The OECD´s work on economic incentives for biological diversity began shortly after the UN Convention on Biological Diversity was negotiated in 1992.
The first important publication to come from that effort was Saving Biological Diversity: Economic Incentives. It brought together country studies, issues papers and responses to questionnaires regarding policy-relevant experiences in biodiversity incentives. It was noted there, that incentives can be defined broadly to include those measures that make use of the price system and market forces to achieve their objectives. Working through the price system, incentive measures improve decision-making on biological resources by reducing the differences between the value of biodiversity to individuals and to society as a whole. Incentive measures increase returns to activities that conserve or restore valuable biological ecosystems.
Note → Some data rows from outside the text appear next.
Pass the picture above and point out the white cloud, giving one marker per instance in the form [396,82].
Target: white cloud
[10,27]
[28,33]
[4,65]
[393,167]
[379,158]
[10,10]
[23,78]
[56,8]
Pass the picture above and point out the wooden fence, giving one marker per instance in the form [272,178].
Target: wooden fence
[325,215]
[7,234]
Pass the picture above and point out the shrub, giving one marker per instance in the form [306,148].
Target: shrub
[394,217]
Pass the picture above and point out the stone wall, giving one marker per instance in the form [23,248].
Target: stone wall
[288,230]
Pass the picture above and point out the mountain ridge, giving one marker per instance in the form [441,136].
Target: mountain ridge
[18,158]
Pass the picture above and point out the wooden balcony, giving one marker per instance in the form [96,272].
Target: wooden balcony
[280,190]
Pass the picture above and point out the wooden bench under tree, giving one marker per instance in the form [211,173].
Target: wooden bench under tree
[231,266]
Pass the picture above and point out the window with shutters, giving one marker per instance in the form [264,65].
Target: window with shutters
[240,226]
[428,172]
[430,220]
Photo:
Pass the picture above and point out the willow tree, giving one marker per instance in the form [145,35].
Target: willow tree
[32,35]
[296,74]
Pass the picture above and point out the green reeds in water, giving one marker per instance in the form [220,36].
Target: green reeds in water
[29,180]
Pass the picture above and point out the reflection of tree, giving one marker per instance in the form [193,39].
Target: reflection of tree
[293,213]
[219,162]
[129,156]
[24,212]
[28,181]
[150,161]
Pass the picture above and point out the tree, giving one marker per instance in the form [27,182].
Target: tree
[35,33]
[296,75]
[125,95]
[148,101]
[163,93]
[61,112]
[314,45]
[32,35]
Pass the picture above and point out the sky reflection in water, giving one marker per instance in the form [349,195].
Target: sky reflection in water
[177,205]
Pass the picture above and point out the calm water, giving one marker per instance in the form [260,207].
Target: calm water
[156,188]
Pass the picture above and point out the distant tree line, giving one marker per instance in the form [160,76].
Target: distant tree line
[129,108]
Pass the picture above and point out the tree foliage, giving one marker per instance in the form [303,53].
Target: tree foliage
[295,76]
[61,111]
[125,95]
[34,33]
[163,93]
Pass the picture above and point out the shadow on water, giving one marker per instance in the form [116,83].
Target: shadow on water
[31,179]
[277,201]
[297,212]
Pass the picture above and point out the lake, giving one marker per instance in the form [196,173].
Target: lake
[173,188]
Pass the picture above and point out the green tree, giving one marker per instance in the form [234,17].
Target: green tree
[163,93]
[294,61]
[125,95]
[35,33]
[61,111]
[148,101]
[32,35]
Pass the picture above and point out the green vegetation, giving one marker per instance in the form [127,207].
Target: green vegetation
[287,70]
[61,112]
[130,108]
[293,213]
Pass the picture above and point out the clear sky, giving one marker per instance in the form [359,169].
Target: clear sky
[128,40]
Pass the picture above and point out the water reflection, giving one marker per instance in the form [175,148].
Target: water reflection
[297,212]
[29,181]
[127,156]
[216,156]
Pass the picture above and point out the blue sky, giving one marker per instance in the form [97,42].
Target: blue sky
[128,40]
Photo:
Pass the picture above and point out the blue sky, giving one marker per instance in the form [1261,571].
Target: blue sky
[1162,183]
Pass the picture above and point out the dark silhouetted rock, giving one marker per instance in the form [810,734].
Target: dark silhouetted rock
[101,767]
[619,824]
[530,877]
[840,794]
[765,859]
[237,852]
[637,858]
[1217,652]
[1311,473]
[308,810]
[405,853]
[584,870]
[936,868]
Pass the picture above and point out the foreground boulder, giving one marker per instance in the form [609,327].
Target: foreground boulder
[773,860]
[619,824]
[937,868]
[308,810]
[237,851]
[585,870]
They work to level the playing between the observable returns to destructive activities and the non-observable returns to conservation. For example, farmers who receive a return in the form of a government payment for maintaining biological diversity on their land will be more willing to use farm practices that sustain biodiversity values than they otherwise would.
Biodiversity provides a range of goods and services to human society, including those with privately-appropriable values and those with public ones. Because of the intrinsic complexity of biological diversity and the pressures that act upon it, designing incentive measures to realise both the public and private values associated with it presents policy makers with unique challenges. The OECD´s Handbook of Incentive Measures for Biodiversity: Design and Implementation is designed to assist policy makers and their advisors in the design and the implementation of incentive measures for encouraging the conservation and sustainable use of biological resources. Different policies are applicable depending on the ecosystems in need of protection and the sectors that are exerting pressure on the biological resources. In addition to providing guidance on how to implement incentive measures, the Handbook also describes which measures are most suitable for which ecosystems and sectors and what the drawbacks of each incentive measure are and how these can be overcome through utilising a combination of instruments. The recommendations are drawn from the practical experiences of OECD Member countries in implementing such incentive measures, presented in nineteen case studies. They highlight the experiences the countries have had with their application, and the best strategies for designing and implementing the most appropriate measures for the pressures faced by different ecosystems, and arising from different sectors.
Many biological resources can be used for economically productive purposes in a sustainable manner. Where this is possible, both the privately-appropriable values of the resources and the public benefits of their continued existence can be realised. In such cases, the most appropriate incentive measures to ensure that their use does not lead to biodiversity depletion are the creation of markets and the assignment of well-defined property rights to realise the full private benefits of the resources, in combination with regulations and standards to proscribe the allowable levels and types of use. In addition, this requires the removal or reform of adverse incentives which induce actors to use the resources at unsustainable levels.